At this point it would be remiss not to mention AI photo enhancement software.

Despite the recent incredible developments in artificial intelligence and image generation, I remain steadfast that AI still has no role in the workflow for digitising personal snapshots on prints, slides or negatives. While I obviously made basic edits like cropping, or adjusting brightness, contrast, white balance and colours so that the viewer can actually see what’s going on in a photo, my experiences with AI services (read: face enhancing) have done nothing but confirm a phenomenon that’s already been termed “identity shift“.

Make no mistake when I say that my mind is utterly blown by the “imagination” and sheer possibilities that GANs offer — if you can look past the fingers and the hallucinations.

Although they have ushered in a renaissance with bright new avenues (as well as dark alleyways) in creativity, data presentation and, indeed, even “inspiration”, all my personal observations have confirmed thus far is that AI is great at one thing: remixing.

"The girl with pearl earring painting Mona Lisa" (image via reddit.com/user/spacekiddx)

It fails at restoration. Filters and fun effects have existed for ages – but distortion is not restoration. Alteration is not enhancement.

Smoothing away wrinkles and blemishes might be the ambrosial cash cow of the cosmetics industry but it has no bearing on capturing realism and an unglamorous truth. Everyone wants a proper “hero shot” but sorry, creativity is not reality. It’s pure moonshine to claim that missing pixels can be sucked out of thin air!

As could be expected, many questionable online operations that promise to fix your photos have popped up in recent times. You’ll have to forgive my scepticism about those which resort to fake testimonials by people who do not exist.

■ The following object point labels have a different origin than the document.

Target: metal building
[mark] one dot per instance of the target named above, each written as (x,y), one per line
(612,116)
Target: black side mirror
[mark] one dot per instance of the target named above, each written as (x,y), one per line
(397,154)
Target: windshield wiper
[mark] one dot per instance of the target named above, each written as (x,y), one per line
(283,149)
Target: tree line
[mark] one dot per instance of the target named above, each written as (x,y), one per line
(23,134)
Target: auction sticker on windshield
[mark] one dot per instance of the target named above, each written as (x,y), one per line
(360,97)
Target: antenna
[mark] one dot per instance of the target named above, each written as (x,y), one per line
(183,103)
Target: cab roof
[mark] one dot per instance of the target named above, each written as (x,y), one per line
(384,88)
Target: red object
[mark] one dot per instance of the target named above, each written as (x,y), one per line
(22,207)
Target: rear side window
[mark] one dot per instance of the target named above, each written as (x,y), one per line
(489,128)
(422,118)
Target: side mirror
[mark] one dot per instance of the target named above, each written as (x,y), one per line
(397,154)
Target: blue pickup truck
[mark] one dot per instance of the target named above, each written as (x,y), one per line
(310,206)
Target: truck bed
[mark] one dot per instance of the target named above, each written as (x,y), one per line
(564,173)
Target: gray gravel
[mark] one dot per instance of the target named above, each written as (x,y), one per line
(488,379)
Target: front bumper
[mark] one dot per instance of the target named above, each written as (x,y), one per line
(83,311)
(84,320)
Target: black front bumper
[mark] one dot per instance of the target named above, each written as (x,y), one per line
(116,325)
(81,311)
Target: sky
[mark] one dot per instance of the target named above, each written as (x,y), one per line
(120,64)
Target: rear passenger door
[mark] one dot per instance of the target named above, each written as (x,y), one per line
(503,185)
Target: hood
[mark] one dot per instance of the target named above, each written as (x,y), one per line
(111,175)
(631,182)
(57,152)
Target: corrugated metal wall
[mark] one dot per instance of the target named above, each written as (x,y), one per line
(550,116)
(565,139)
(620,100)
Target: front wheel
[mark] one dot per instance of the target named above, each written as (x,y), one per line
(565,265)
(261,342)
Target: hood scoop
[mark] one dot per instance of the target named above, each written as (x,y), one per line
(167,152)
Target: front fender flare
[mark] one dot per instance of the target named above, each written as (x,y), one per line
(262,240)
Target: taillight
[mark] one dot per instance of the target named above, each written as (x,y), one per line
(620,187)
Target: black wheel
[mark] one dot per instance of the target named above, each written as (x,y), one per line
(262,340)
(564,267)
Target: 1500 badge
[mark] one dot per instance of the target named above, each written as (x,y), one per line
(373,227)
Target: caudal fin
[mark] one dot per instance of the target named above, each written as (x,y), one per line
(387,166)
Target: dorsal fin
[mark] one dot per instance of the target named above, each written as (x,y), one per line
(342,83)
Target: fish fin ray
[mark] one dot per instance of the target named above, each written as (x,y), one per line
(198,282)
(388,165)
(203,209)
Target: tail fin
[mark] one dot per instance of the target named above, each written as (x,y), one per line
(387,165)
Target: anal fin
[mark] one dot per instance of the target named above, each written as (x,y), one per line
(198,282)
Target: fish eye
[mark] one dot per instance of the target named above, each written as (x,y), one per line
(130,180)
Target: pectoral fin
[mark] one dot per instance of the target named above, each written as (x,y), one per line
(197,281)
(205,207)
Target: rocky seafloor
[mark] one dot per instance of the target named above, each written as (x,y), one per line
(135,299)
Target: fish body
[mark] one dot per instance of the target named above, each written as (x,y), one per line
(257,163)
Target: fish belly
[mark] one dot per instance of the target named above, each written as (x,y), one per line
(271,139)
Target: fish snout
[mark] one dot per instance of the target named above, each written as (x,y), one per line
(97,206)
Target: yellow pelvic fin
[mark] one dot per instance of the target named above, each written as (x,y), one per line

Testimonial by Richard Ferguson, another person who does not exist

Artificial intelligence is no match for natural stupidity.

And as an aside, why, oh why are these dubious product reviews always “written” by people with English/American-sounding names? It’s clear there’s typically a bunch of Indians or East Asians behind the operation. Is the trope over there that white folks have lots of cash to spare, exude an air of authority – or are gullible? Mind you, couldn’t this be described as a form of racial profiling? Best not to go there…

Bias within AI is a notoriously contentious issue, and it fans out in several directions: one utility I tested recently did a remarkable job of turning a North African woman into a Nordic blonde while another restoration tool by Tencent assumed I must’ve been a bubbly Chinese boy with a disfigured chin. It’s a load of fun and entertainment but there is a difference between fact and fantasy — especially when a person’s eye colour is changed! You recognise the photo but not the person in it.

With that in mind, there are utilities like Topaz Photo AI which deliver believable results. On closer inspection, though, what they ultimately do is mutate human faces into creepy residents of uncanny valley while blissfully ignoring everything else in the picture.

Axel Bührmann's dad's photos (source: https://www.flickr.com/photos/snapeverything/52892934117/)

Heaven forbid people should have earrings, or hands or hair obscuring part of their face!

Indeed, attempting to upscale and restore anything other than a face can lead to very strange results as well as a casual conclusion that human faces are easy to define, recreate and therefore surveil — or they just happen to form the largest portion of the training data.

How exactly is this an improvement? (Photo by self)

Either prospect is equally alarming.

All photos and screengrabs by Herby Hönigsperger unless specified otherwise.